In conclusion, I can honestly say my time at Stan Jones Mallard Lodge was the type of mission set I would more than enjoy running daily. It has been said that Arkansas and duck hunting go together like peanut butter and jelly. If that’s the case, then Stan Jones Mallard Lodge is that favorite grandmother that makes you two of those sandwiches, both with the crust cut off, and brings you a big glass of chocolate milk to go with it while you watch your favorite show. The only thing better than the Lodge itself is the people who work there.
As I think through my after actions review, I can’t help but take away a few things.

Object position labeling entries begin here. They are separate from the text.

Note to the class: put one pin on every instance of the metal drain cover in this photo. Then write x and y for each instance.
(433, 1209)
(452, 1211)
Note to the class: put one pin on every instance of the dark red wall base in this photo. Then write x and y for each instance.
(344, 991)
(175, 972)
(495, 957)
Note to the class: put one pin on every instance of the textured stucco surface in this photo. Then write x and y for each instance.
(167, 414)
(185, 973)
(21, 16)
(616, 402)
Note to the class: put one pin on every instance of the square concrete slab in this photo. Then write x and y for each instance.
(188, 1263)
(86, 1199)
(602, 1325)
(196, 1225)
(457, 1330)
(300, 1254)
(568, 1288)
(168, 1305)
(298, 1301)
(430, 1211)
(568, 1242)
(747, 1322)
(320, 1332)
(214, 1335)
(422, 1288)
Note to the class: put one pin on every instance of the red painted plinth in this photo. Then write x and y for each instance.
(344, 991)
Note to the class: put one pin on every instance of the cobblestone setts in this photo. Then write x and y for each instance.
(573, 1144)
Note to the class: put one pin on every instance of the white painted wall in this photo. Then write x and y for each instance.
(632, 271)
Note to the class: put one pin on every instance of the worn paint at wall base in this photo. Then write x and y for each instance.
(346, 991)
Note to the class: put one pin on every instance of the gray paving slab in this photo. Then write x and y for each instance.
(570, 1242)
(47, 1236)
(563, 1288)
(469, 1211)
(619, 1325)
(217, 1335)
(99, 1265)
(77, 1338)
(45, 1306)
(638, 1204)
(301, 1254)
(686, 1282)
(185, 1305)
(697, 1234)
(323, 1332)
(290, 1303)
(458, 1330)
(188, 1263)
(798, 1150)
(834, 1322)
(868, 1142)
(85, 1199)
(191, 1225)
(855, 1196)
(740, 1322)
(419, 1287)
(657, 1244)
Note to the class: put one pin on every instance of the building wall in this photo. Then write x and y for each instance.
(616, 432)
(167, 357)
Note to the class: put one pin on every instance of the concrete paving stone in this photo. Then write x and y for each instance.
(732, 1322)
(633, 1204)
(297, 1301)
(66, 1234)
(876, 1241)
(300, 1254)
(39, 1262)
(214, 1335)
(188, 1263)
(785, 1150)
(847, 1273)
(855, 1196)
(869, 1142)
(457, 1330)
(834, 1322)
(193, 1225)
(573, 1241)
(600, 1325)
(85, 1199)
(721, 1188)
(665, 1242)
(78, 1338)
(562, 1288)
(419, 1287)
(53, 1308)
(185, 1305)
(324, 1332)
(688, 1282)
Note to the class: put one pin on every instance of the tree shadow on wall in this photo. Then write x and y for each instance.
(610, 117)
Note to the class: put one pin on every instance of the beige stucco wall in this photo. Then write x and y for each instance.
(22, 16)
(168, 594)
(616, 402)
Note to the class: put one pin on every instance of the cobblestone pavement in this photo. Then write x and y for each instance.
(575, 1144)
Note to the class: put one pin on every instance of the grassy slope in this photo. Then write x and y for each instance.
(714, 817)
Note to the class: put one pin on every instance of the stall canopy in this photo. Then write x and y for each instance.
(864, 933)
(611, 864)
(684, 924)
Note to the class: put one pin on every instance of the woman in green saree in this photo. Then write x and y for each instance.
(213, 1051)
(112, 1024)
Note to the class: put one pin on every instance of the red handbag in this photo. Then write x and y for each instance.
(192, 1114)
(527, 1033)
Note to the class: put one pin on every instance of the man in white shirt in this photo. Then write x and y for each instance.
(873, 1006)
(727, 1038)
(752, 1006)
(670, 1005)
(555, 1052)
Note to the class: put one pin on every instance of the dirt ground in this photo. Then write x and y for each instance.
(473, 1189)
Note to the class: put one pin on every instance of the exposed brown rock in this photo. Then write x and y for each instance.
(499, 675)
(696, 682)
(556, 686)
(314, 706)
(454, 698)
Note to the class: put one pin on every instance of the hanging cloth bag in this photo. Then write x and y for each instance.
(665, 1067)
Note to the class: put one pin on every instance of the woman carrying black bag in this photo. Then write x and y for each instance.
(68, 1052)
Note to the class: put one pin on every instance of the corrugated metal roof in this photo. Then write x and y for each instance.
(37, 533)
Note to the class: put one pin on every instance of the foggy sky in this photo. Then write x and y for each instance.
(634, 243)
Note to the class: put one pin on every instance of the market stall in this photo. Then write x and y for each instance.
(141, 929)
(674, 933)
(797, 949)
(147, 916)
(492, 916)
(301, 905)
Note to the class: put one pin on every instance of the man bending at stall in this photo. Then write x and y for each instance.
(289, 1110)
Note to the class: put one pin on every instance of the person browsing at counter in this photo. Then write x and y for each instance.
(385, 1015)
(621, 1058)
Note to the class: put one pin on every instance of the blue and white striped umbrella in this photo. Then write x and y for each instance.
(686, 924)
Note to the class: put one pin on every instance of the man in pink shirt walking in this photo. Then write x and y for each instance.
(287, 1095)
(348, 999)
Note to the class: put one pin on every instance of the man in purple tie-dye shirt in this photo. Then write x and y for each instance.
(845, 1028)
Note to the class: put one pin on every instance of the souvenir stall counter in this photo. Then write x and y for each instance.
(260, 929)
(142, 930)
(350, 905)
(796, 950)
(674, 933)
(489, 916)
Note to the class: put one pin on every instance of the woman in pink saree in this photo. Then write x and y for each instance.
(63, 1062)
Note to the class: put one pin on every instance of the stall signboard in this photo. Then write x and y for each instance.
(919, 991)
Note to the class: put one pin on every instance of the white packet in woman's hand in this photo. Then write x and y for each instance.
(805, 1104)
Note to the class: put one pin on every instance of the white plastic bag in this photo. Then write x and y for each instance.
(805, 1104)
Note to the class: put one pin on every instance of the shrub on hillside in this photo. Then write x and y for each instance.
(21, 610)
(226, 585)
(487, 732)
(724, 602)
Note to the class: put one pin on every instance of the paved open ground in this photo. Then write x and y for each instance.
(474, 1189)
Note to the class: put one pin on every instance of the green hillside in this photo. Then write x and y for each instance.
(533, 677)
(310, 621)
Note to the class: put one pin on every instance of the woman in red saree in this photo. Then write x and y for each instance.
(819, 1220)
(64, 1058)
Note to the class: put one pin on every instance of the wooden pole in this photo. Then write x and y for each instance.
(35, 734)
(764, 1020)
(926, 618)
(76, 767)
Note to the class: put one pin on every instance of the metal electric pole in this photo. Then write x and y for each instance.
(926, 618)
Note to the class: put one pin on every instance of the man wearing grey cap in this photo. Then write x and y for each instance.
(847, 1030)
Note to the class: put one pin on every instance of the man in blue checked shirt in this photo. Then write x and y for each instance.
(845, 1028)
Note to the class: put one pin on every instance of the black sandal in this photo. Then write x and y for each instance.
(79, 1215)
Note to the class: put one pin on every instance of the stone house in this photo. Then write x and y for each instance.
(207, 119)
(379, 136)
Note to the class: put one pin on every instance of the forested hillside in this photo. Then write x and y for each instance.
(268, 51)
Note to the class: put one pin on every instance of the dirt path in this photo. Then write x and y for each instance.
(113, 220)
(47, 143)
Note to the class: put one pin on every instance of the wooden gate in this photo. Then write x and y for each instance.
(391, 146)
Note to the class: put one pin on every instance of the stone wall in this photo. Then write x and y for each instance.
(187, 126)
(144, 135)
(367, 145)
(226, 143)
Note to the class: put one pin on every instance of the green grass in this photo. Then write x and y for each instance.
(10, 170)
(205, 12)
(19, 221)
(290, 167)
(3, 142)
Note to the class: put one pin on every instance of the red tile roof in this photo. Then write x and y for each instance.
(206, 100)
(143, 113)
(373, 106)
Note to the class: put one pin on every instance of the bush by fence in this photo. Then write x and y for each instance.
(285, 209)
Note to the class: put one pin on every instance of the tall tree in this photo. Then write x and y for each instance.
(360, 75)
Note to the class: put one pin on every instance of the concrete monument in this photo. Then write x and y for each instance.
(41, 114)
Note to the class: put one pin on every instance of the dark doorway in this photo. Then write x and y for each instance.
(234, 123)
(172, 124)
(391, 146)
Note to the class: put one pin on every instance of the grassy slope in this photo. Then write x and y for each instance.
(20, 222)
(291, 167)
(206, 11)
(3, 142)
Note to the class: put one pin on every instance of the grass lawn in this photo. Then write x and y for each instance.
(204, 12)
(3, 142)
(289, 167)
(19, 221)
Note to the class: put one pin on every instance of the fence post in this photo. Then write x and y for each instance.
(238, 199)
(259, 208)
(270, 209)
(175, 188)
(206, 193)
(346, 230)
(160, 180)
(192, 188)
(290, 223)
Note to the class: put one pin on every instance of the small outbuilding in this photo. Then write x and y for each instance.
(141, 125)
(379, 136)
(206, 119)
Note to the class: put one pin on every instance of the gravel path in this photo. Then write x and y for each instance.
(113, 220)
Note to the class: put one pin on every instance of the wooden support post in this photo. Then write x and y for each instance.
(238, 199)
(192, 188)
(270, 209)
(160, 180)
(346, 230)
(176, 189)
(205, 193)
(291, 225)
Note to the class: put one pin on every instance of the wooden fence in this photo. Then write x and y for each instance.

One, I still love my Remington V3. As far as a 3” autoloader goes I do not believe there is currently a better one on the market, although the Versa Max did prove itself and held up to my higher than normal standards. As I progress into hunting greater size waterfowl the 3 ½” chamber is a must have. The Versa Port gas system in the Versa Max will definitely save my shoulder while shooting larger shells so that I might live to fight another day. It worked flawlessly and I was extremely impressed with its field use right out of the box. I definitely see purchasing one for my personal arms room in the near future. No grunt ever said he had too many guns!
Two, an outstanding dog and new friends make a good hunt great!
Three, any time you get to spend doing something you enjoy is time well spent. Even in combat.